Startup brasileira usa IA e rastreamento para transformar manejo de gado

Conheça como uma startup está usando inteligência artificial e rastreamento em tempo real para modernizar o manejo de gado no país.
08/05/2025 às 07:17 | Atualizado há 11 meses
               

A startup gaúcha InstaBov, localizada em Santa Maria (RS), está se preparando para uma nova rodada de captação de investimentos, prevista para ocorrer em meados de 2025. O objetivo é expandir a produção e comercialização de seus dispositivos de monitoramento de gado, incluindo um colar inteligente e um brinco eletrônico de baixo custo, visando aumentar sua presença em confinamentos e propriedades de pastejo intensivo no Brasil e no Uruguai. A rodada deve ultrapassar os R$ 3 milhões investidos em 2021 pela Belgo, fornecedora de arames e soluções para cercas, que decidiu apostar nessa inovação aberta.

A ideia inicial de criar um colar para monitorar o gado surgiu com Fernando Moraes, que uniu-se a três amigos de infância, todos com formação em engenharia e experiência no campo, para resolver um problema na fazenda de sua família: o furto de gado. Em 2014, após perder animais em sua propriedade, Moraes decidiu aplicar seus conhecimentos de engenharia para criar algo que impedisse esses roubos, resultando na primeira versão da solução. O conceito evoluiu para um sistema de rastreamento por colares com GPS e sensores de movimento, conectado a um aplicativo com inteligência artificial (IA).

Comercializado desde o início de 2023, o colar já está em uso em propriedades de oito estados, além do Uruguai. No entanto, o preço de R$ 499 por unidade limita a adoção em larga escala, especialmente por pequenos e médios pecuaristas. Por isso, a InstaBov decidiu ampliar seu portfólio com um brinco inteligente, com custo unitário de R$ 45 e mensalidade de R$ 0,99, para permitir o monitoramento mais acessível dos rebanhos. A reposição dos brincos em caso de queda ou defeito está incluída no contrato, sem custo adicional para o produtor.

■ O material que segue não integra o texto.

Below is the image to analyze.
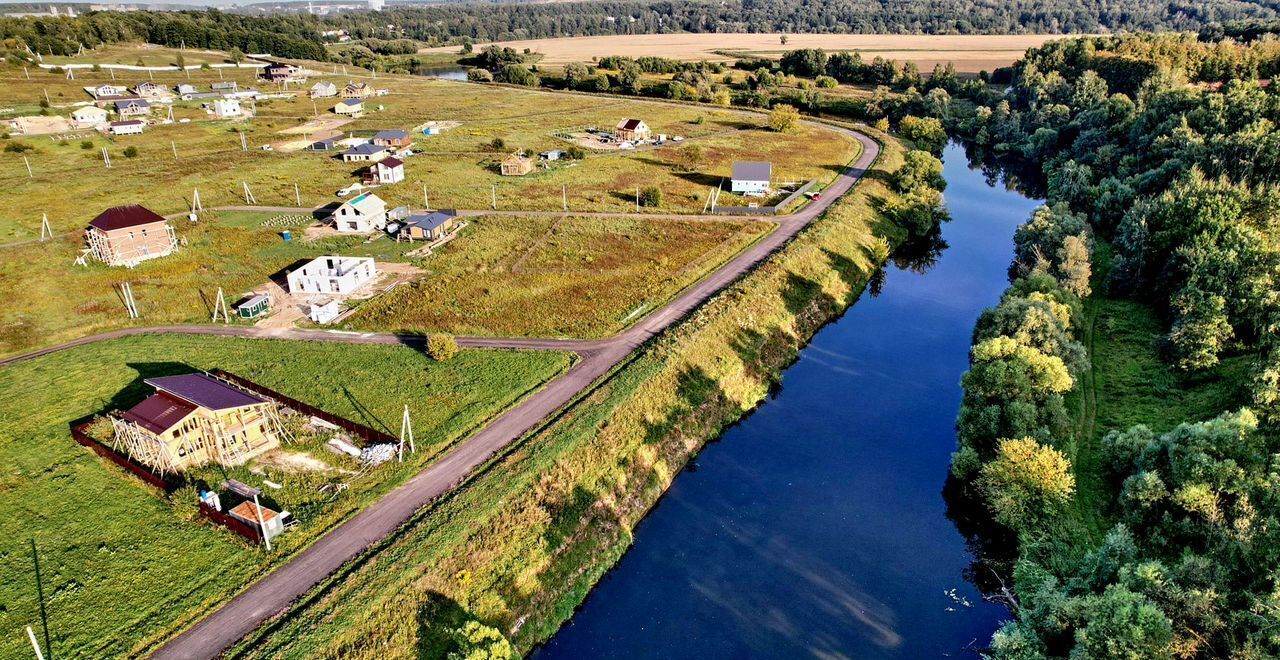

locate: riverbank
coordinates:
[227,126,902,657]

O brinco coleta dados de movimentação dos animais e os transmite para antenas instaladas em pontos estratégicos da fazenda, como currais, bebedouros e cochos. Com base nas informações coletadas, o sistema da InstaBov entrega três camadas de inteligência: um algoritmo comportamental que analisa a atividade dos animais e detecta anomalias, IA generativa que permite ações automáticas baseadas em comandos, e IA conversacional, na qual o produtor pode interagir por voz com o sistema.

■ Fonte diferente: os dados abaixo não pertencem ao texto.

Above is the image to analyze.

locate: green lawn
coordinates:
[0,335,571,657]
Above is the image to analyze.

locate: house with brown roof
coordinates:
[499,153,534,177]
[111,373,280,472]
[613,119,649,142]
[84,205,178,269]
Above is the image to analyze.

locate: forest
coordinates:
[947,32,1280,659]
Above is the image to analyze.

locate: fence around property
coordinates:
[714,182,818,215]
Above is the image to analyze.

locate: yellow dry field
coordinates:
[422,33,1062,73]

Para Bruno Nolasco, gerente de negócios Agro da Belgo, o investimento da companhia desde o início foi ancorado no desenvolvimento de novas soluções com foco em escala. Ele destaca que o uso da IA na pecuária para o monitoramento do gado vai permitir uma gestão mais digital, com ações baseadas em dados em tempo real. A Belgo vê valor agregado no impacto prático da tecnologia no manejo de gado no Brasil. Com o brinco, o produtor sabe exatamente quantos animais tem, se algum sumiu e quando desapareceu do radar do sistema.

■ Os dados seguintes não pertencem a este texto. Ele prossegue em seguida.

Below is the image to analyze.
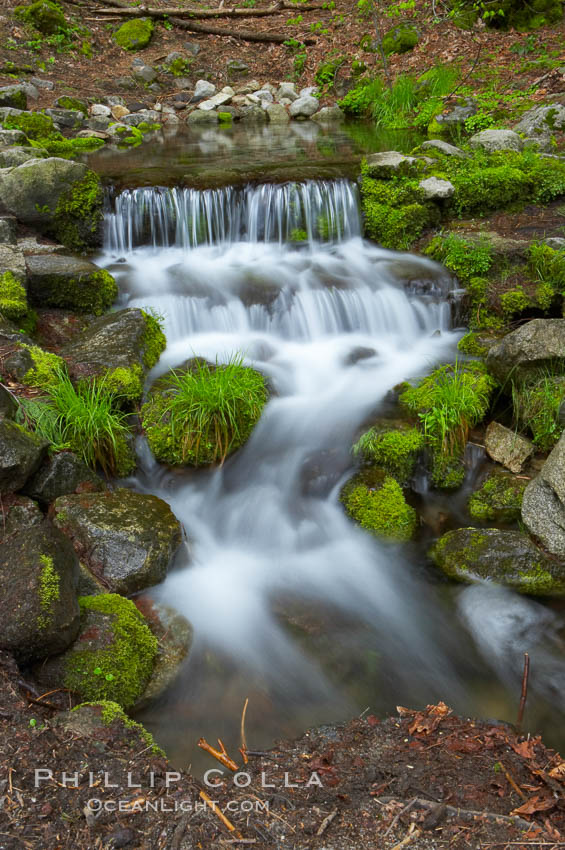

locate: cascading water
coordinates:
[99,180,556,762]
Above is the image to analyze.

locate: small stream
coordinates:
[93,129,565,772]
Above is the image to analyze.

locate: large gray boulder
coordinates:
[0,419,49,494]
[61,308,165,401]
[26,254,118,316]
[0,157,103,251]
[522,434,565,558]
[469,130,524,153]
[53,488,181,595]
[487,319,565,382]
[0,520,80,663]
[430,528,565,597]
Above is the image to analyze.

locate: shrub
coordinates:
[20,369,135,476]
[142,355,267,466]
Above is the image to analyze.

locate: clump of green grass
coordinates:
[20,369,135,476]
[142,354,267,466]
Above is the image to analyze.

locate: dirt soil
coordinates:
[0,653,565,850]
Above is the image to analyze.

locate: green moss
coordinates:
[3,112,59,142]
[469,469,528,522]
[340,477,418,543]
[457,331,488,357]
[54,171,106,253]
[37,555,60,629]
[0,272,28,322]
[71,700,166,758]
[383,25,419,56]
[353,426,424,483]
[142,311,167,369]
[65,593,157,708]
[500,286,534,319]
[22,344,65,387]
[114,18,154,50]
[14,0,68,35]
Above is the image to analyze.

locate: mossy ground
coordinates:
[65,593,157,708]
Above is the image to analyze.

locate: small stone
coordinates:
[418,177,455,201]
[194,80,216,100]
[469,130,524,153]
[485,422,534,473]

Para Moraes, a principal dor mapeada hoje pela InstaBov é a falta de controle de estoque animal na pecuária de escala, e não mais o roubo de gado. Ele afirma que muitos acreditam ter mil cabeças, mas só descobrem que estão com 980 no momento da venda. O brinco resolve isso em tempo real, com uma estrutura mais barata e escalável que o colar, tornando-se atrativo para confinamentos e pastagens intensivas. Outro uso em expansão é o dos animais como garantia real para crédito rural. A InstaBov está fechando um contrato com um fundo de investimentos para viabilizar linhas de capital de giro com base na comprovação de que os animais estão vivos, saudáveis e localizados.

Moraes não revela o valuation estimado para a nova rodada, mas acredita que será superior ao da entrada da Belgo. Os recursos devem ser usados para acelerar o time comercial, expandir a produção dos brincos e investir em marketing voltado ao agronegócio digital.